- Starring: Jack Dee Jeremy Hardy
- No. of episodes: 6

Production
- Running time: 35 mins

Original release
- Network: Channel 4
- Release: 31 May – 6 July 1996

= Jack and Jeremy's Real Lives =

Jack and Jeremy's Real Lives is a 1996 comedy show for Channel 4, written by and starring Jack Dee and Jeremy Hardy.

The series was a collection of mockumentaries similar to their previous collaboration, Jack and Jeremy's Police 4. Each episode focused on the pair playing bizarre characters from a particular profession. The series was shot on film and featured no laugh track.
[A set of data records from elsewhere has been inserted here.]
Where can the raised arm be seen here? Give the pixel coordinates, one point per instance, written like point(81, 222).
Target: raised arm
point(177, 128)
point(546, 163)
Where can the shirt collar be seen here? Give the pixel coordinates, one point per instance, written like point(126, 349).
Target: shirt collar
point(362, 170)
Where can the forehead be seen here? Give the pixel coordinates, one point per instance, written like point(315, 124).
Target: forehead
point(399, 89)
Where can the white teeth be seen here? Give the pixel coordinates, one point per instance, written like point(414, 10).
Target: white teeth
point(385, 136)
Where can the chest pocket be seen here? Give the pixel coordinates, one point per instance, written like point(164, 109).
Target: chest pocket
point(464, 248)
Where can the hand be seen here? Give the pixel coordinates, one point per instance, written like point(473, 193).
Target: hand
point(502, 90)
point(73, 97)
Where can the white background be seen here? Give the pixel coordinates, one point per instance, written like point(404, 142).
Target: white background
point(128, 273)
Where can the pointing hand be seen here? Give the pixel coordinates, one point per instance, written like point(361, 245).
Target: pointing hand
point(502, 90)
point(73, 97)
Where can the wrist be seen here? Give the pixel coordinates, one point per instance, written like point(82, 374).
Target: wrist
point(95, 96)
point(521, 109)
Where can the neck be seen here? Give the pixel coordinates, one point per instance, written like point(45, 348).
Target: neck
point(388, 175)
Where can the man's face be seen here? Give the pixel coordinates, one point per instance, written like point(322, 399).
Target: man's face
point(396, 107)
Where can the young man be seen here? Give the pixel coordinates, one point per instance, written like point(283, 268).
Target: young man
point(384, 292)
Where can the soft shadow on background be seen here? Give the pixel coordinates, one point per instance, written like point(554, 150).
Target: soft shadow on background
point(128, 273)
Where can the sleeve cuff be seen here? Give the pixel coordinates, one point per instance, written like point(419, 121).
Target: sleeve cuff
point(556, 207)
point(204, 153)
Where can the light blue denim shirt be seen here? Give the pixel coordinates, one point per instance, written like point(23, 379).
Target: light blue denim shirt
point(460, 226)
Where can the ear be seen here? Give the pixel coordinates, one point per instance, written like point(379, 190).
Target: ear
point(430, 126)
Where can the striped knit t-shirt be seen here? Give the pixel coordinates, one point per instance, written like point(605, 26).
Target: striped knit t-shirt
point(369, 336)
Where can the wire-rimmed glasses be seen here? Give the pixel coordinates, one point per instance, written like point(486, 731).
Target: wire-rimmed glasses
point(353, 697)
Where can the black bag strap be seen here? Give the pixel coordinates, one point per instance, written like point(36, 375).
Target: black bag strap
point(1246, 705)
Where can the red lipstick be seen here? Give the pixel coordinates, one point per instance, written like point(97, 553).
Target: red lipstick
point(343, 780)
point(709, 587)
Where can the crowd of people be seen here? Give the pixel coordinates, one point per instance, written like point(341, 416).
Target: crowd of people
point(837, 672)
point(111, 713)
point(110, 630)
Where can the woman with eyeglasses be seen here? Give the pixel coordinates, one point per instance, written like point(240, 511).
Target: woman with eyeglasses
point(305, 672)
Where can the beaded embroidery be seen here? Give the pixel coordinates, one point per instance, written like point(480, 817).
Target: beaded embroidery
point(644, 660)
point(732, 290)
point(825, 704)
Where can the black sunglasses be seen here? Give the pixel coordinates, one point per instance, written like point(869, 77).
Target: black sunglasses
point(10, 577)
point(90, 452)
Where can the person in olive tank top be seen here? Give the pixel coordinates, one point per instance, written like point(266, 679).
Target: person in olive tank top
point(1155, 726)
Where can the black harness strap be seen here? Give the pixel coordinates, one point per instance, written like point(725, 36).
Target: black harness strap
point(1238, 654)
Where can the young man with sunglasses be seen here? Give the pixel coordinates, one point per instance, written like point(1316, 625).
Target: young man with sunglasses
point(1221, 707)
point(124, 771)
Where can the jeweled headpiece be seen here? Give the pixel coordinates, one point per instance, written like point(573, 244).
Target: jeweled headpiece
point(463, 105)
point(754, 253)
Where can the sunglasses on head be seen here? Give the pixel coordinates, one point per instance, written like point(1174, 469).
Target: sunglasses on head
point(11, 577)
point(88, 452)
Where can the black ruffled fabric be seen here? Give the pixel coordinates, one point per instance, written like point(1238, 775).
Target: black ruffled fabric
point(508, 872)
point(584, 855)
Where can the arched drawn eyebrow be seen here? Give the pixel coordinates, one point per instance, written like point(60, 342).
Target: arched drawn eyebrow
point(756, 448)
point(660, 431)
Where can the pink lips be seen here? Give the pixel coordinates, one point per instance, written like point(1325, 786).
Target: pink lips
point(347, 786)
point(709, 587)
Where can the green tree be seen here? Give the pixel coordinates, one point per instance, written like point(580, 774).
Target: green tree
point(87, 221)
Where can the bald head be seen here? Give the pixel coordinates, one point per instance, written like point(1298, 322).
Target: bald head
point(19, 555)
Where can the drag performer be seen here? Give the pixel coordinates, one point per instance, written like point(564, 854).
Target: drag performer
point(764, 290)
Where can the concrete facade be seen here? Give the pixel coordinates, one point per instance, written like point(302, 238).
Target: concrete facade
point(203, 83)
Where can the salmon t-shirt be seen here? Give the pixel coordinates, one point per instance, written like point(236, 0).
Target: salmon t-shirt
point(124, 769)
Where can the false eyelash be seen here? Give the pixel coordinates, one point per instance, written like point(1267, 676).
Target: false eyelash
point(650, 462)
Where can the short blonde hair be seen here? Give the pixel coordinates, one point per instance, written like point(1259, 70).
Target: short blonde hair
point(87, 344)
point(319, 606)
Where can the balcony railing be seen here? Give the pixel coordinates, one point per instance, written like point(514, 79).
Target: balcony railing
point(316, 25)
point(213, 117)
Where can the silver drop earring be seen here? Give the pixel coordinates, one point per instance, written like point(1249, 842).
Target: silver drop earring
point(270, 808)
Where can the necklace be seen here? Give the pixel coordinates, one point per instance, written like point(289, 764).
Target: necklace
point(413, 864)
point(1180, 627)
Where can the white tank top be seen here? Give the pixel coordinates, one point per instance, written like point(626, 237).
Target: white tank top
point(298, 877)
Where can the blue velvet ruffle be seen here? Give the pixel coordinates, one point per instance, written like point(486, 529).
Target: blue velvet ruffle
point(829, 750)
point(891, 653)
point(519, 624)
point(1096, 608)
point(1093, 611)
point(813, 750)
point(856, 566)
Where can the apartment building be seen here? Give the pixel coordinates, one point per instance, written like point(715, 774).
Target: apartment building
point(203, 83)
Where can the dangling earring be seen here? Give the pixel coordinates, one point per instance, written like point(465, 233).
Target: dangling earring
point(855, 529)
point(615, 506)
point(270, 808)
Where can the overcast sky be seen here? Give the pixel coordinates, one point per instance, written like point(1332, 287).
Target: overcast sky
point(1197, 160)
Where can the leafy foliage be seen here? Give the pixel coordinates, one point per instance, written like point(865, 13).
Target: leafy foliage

The pilot featured Sacha Baron Cohen being electrocuted.

After three episodes it was moved to air after midnight due to low ratings.

==Episodes and summaries==

===Aristocrats===
A day in the life of aristocratic brothers has them solving a murder, attending a black magic ritual and visiting some poor people.

===Writers===
Struggling, troubled writers believe they've received their big break when Radio 3 ask them to do a poetry reading.

===Paranormal Researchers===
The pair search for evidence of ghosts in Barbara Castle, Dorset.

===Restaurateurs===
A fly-on-the-wall account of the working lives of Antoine-Antoine and Vincenzo Jean-Claude Arkwright, who run a top celebrity restaurant, Gliterati's

===Consumer Watchdogs===
The pair investigate fake newsagents, pension advice and pursue the manager of ageing boyband X-Citing.

===Hospital Entrepreneurs===
The pair attempt to run a profit-making hospital.